Aux États-Unis, en revanche, ce genre d’opposition énergique de la gauche est de plus en plus rare. Pire: lors de la conférence Netroots Nation de 2019 – la «plus grande conférence annuelle pour les progressistes» des États-Unis – plusieurs tables rondes et sessions de formation véhiculaient l’agenda islamiste, souvent greffé sur une critique d’Israël tout en négligeant le rôle toxique joué par le Hamas dans la perpétuation du conflit. De son côté, Linda Sarsour, organisatrice féministe et coprésidente de la «Marche des femmes», a rendu plus explicite son soutien à l’islamisme: «Vous saurez quand vous vivrez sous la charia si soudain tous vos emprunts et cartes de crédit deviennent sans intérêts. Sympa, non?»

Au gouvernement aussi, l’instrumentalisation du progressisme par l’islamisme devient de plus en plus claire. Le président islamiste turc Erdogan dirige peut-être un des régimes les plus brutaux et répressifs au monde, mais cela n’a pas empêché Ilhan Omar, la députée démocrate du Minnesota, de lui exprimer son soutien. Et sans doute s’est-elle inspirée d’Erdogan l’année dernière lorsqu’elle a proclamé que «la justice sociale est dans notre programme», et que «la Turquie est la plus grande opportunité pour les pays occidentaux dans la lutte contre la xénophobie, l’islamophobie, le racisme culturel et l’extrémisme».

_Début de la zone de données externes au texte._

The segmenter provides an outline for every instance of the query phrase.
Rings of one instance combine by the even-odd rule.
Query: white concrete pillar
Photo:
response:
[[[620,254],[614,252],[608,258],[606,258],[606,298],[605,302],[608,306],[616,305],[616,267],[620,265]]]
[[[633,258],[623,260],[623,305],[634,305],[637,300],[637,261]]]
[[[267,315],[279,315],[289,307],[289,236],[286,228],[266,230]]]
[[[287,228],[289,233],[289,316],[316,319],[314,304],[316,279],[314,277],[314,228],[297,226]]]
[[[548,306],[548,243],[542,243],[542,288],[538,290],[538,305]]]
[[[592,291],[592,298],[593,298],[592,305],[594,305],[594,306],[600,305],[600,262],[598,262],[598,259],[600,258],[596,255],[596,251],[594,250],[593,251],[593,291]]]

Erdogan, en effet, utilisait explicitement une rhétorique progressiste. La méthode a ensuite été imitée en Iran. Le Tehran Times – qui se décrit comme «une voix forte de la révolution islamique» – a récemment attaqué l’ancien secrétaire d’État américain Mike Pompeo pour son «islamophobie profondément enracinée». Et en mars, le ministre iranien des Affaires étrangères Zarif a «salué la détermination des pays islamiques à lutter contre l’islamophobie comme un des principaux défis auxquels est confrontée l’Oumma islamique [communauté musulmane en Occident]». Les islamistes, en d’autres termes, deviennent habiles à se draper dans un habit de paroles «woke», tout en se livrant à la brutalité et à la répression systématiques dans leur propre pays.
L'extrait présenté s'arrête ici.